Research on the healthy immune system
The immune system is continually in action throughout our lives and through every organ system in our bodies. Immune cells and molecules sense and eliminate potential harms in our body every day, without our knowledge. The immune system is one of only two organ systems in the body that can learn and remember, so it can recall what it has been exposed to before and make a more rapid and robust response if a particular challenge is seen again.
The human immune system can be roughly divided into innate immunity, which includes components we are born with, and adaptive immunity, components that develop and mature over time in response to exposures in our environment, including pathogens, beneficial bacteria, parasites, food, vaccines and more.
In addition to responding to and protecting us from challenges that come from the external world, the immune system also protects us from challenges that arise from within, including pre-cancerous and cancerous cells. In order to understand how the immune system goes awry in diseases such as autoimmunity and cancer, it is essential that we understand how it functions and maintains a stable, homeostatic state in healthy individuals.
By studying healthy individuals longitudinally (taking multiple blood samples from the same study volunteer over several months to years), we are gaining insights into how the immune system varies over time within a single person, how it fluctuates after being transiently perturbed by a vaccine, and how immune responses vary between individuals. This work will lead to a better and deeper definition of what a “normal” immune system is, a better understanding of immune health.

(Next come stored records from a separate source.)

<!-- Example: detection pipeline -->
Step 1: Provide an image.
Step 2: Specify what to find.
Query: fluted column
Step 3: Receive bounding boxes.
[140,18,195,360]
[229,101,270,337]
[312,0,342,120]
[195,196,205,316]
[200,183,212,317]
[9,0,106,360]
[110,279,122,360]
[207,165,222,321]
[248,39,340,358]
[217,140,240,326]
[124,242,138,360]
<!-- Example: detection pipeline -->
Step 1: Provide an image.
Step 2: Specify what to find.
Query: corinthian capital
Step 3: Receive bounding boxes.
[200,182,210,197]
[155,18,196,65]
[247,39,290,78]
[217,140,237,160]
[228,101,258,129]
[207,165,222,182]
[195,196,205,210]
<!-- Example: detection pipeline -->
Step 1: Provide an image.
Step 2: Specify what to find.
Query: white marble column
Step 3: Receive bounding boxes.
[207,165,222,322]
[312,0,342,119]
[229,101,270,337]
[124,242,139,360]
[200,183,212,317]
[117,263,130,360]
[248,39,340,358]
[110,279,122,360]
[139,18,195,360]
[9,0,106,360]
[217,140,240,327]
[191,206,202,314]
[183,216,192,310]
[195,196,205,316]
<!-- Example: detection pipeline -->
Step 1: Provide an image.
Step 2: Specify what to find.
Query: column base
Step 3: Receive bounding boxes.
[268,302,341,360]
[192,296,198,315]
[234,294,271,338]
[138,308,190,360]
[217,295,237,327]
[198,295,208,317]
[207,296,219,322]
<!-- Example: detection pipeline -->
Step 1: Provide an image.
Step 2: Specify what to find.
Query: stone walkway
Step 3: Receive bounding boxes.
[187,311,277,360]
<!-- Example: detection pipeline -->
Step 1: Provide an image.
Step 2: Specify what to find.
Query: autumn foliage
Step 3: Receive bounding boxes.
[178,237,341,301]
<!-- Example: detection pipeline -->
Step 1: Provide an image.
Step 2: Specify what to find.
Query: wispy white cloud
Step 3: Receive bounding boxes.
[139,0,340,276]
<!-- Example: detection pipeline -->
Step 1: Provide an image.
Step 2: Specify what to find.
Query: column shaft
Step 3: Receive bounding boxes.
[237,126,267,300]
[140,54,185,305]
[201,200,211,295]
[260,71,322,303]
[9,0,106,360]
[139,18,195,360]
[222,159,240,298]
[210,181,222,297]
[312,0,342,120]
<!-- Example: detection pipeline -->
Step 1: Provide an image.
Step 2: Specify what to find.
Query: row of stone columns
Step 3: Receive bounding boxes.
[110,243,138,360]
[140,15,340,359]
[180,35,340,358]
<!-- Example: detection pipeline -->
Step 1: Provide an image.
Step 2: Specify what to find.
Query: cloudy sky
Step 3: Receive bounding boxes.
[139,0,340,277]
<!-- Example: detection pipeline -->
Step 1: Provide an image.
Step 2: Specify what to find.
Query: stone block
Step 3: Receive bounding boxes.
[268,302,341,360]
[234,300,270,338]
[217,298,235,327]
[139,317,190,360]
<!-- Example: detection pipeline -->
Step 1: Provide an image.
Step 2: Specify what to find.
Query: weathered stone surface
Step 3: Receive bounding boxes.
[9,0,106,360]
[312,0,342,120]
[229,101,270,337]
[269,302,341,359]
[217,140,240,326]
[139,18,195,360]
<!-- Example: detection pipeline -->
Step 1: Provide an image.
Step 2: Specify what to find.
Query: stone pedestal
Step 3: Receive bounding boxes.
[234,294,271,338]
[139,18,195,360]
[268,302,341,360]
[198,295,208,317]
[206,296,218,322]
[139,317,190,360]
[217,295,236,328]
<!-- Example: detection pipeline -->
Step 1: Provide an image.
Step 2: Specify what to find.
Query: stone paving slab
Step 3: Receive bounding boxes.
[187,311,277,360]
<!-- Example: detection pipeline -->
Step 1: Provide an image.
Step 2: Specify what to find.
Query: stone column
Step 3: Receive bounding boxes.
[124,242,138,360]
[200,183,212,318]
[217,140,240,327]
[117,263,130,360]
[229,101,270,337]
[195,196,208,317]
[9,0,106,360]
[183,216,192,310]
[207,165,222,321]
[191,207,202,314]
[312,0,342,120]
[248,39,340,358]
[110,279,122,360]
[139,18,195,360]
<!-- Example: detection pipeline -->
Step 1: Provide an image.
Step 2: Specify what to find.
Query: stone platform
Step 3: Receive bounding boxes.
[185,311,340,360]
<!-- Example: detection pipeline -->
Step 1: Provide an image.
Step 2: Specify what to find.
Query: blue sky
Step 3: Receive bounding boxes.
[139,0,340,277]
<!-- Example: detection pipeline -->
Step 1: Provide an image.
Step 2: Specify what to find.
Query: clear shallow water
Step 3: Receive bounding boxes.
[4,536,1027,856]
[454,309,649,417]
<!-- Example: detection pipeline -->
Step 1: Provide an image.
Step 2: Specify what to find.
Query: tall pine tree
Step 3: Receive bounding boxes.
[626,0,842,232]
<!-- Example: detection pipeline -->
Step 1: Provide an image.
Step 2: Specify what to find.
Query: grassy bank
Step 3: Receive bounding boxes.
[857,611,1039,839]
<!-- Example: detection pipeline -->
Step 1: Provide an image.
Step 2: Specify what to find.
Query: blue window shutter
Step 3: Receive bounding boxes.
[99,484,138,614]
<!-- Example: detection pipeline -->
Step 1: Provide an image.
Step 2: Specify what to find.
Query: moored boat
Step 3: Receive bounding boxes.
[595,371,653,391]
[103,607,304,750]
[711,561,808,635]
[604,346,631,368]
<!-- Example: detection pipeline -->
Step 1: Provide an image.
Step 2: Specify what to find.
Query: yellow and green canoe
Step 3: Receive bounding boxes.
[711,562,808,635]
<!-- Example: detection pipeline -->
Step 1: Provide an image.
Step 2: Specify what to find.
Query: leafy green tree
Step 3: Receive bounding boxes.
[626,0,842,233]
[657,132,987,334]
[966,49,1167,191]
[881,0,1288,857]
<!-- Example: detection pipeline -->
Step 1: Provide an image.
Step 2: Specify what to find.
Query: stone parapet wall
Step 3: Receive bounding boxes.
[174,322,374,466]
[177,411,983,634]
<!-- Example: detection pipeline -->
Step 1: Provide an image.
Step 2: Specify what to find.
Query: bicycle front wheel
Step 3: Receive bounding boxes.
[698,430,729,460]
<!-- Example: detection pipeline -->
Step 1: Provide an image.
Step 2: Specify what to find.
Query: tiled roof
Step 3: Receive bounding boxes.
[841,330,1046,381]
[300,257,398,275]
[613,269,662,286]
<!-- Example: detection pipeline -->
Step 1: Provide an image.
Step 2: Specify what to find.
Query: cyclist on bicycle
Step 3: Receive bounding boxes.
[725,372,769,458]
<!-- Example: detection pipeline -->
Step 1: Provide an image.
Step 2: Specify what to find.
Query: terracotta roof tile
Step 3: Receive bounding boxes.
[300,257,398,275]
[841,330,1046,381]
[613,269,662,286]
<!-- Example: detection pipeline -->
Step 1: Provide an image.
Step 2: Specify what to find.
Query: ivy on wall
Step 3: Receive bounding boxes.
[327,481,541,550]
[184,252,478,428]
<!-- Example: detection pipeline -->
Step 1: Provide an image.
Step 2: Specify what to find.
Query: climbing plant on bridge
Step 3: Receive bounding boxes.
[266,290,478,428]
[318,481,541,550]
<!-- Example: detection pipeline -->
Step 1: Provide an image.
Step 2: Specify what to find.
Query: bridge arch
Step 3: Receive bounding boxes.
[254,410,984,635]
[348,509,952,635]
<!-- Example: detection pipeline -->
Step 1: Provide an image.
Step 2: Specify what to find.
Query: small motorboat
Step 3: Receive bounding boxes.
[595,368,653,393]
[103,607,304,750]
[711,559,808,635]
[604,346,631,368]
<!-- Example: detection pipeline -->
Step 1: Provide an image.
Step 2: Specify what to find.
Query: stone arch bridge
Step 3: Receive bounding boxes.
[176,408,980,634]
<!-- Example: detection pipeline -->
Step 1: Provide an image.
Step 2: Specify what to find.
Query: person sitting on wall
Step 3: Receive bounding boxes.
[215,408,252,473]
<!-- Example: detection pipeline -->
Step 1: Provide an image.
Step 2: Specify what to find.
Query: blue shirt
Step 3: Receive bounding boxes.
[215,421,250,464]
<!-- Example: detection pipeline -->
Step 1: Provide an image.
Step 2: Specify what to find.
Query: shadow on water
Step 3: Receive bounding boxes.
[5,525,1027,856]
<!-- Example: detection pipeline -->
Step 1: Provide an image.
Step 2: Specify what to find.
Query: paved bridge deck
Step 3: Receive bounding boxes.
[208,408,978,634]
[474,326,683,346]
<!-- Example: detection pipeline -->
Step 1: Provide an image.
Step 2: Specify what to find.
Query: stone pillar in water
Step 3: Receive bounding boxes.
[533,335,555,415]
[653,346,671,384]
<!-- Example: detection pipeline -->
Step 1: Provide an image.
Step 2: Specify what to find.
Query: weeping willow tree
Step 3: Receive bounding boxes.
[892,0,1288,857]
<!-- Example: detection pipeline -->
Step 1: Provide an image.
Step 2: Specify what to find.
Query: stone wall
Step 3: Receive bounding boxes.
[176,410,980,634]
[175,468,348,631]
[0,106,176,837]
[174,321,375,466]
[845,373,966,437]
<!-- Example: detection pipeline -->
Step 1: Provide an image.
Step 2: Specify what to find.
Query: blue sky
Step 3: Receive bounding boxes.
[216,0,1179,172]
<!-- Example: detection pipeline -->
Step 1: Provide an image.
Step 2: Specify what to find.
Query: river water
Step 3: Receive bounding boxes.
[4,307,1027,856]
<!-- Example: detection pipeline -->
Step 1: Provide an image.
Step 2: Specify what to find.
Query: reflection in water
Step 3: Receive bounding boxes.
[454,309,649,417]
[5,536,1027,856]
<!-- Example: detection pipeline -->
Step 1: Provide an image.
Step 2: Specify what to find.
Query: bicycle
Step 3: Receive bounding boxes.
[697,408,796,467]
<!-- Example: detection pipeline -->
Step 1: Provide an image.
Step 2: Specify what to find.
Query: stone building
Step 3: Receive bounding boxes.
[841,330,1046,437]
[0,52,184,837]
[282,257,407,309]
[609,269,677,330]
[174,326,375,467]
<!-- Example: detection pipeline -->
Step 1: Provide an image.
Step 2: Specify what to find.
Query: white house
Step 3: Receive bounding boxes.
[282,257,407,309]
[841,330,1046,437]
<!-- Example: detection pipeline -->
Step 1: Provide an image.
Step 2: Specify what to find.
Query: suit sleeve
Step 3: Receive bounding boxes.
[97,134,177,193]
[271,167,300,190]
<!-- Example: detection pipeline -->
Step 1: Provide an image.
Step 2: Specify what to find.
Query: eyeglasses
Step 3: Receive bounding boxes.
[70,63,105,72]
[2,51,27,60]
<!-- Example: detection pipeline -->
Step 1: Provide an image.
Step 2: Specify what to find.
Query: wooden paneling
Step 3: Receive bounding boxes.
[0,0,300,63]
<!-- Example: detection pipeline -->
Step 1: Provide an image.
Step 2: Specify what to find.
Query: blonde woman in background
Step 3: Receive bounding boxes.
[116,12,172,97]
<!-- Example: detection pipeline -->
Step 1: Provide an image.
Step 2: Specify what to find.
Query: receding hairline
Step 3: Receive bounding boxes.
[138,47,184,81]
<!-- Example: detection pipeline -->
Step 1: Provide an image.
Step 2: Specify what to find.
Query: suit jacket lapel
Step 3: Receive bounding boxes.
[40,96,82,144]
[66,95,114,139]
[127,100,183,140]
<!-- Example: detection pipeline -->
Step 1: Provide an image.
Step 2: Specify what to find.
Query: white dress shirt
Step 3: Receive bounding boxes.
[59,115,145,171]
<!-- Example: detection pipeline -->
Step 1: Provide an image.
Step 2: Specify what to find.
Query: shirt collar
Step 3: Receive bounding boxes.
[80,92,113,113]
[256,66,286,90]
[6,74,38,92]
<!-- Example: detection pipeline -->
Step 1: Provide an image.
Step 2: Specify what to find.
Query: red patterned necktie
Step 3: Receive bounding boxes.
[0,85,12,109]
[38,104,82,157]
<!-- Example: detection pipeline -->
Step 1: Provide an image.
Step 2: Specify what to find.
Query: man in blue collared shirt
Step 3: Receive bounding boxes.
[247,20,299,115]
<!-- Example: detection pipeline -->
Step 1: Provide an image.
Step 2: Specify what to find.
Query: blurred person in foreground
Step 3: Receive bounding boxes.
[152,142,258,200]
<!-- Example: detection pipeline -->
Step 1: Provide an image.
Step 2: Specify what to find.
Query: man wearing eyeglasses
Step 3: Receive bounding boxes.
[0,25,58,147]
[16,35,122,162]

Our collaborating partners in immune health research are Benaroya Research Institute at Virginia Mason (BRI) and the University of Pennsylvania.
Through the Soundlife project, BRI researchers are recruiting healthy adult volunteers aged 25-35 or 55-65 from the Seattle area to donate blood samples. Researchers at the University of Pennsylvania are recruiting pediatric volunteers aged 11-13. We are following changes in the volunteers’ immune systems over the course of one or more years to better understand factors that lead to fluctuations in the immune system, such as environmental influences including seasonal variation or deliberate challenges such as a vaccine.